Wow, 70 years and still reading.
The idea of a book club has always fascinated me. Have not joined one but that is on my list of to do's along with a few other things.
Apparently, October 23, 1938 a group of women met in Northern Ontario, Timmins to be exact and met to discuss Origins of Peoples of Czecho-Slovakia by G. Brooker. And thus began a book club that is still meeting after all these years.
They probably gathered in one of the small wooden homes built for workers and their families by the mining companies; they were undoubtedly a the start of another harsh winter in the bush. Books and each others company were a civilizing comfort for these young mothers, teachers and nurse, isolated as they from the larger towns in the area.
The 16 members had paid their annual 50-cent dues at their opening meeting, October 3. They met twice in November and twice every month after that to the end of May; their modus operandi was for each one of them to buy, read and present a book to the others, and then make it available for them to read.
The December meetings were dedicated to 10 minute talks on Canadian authors such as Mazo de la Roche (she wrote the Jalna series- my mother read it. I took out the books from the book mobile for her.), Robert E. Knowles, and Robert Service. In January, a "Mr." Love came and schooled the women on interior decorating.

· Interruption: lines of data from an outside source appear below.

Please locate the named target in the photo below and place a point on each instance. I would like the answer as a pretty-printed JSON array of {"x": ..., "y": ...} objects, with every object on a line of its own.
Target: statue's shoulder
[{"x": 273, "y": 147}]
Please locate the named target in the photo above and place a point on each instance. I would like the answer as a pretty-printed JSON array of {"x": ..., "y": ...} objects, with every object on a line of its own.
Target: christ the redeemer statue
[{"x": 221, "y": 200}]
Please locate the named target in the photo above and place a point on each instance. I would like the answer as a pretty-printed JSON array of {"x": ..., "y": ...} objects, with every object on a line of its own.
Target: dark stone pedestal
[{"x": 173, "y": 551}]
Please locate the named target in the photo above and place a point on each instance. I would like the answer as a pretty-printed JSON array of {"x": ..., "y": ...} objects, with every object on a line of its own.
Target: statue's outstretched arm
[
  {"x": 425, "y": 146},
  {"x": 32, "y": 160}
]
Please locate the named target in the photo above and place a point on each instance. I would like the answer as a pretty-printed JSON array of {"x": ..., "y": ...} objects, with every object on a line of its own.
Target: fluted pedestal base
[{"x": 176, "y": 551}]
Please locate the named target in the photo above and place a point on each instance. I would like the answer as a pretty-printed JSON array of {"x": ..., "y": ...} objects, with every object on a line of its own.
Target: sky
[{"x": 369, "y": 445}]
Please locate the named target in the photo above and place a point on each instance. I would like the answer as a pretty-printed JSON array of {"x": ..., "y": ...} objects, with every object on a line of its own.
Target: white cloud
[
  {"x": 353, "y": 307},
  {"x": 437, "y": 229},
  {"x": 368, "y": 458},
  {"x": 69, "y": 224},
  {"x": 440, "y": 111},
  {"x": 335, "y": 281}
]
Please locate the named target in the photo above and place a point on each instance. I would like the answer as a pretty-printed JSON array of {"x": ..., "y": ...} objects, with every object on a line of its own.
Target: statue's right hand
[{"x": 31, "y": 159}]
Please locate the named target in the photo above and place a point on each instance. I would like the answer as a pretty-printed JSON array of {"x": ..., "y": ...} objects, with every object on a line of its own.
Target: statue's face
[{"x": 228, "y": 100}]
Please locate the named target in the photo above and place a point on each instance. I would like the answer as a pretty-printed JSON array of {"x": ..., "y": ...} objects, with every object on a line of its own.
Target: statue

Records were kept by the members and have been handed down to the current membership of the what is now called the Timmins Book Club.
"They were very organized," says Evelyn Rymer, 88, the club's historian and keeper of the archives. "They had a constitution, minutes and meetings, all held in a very business-like way."
The club has evolved over the years but is s till women-only affair. Instead of busy mothers, its nine current members are mostly retired nurses and teachers; the only member still working is the club secretary, Doreen Yakubuski, an English teacher and librarian.
What a wonderful history and to have survived a world war and immigration of some members back south is inspiring.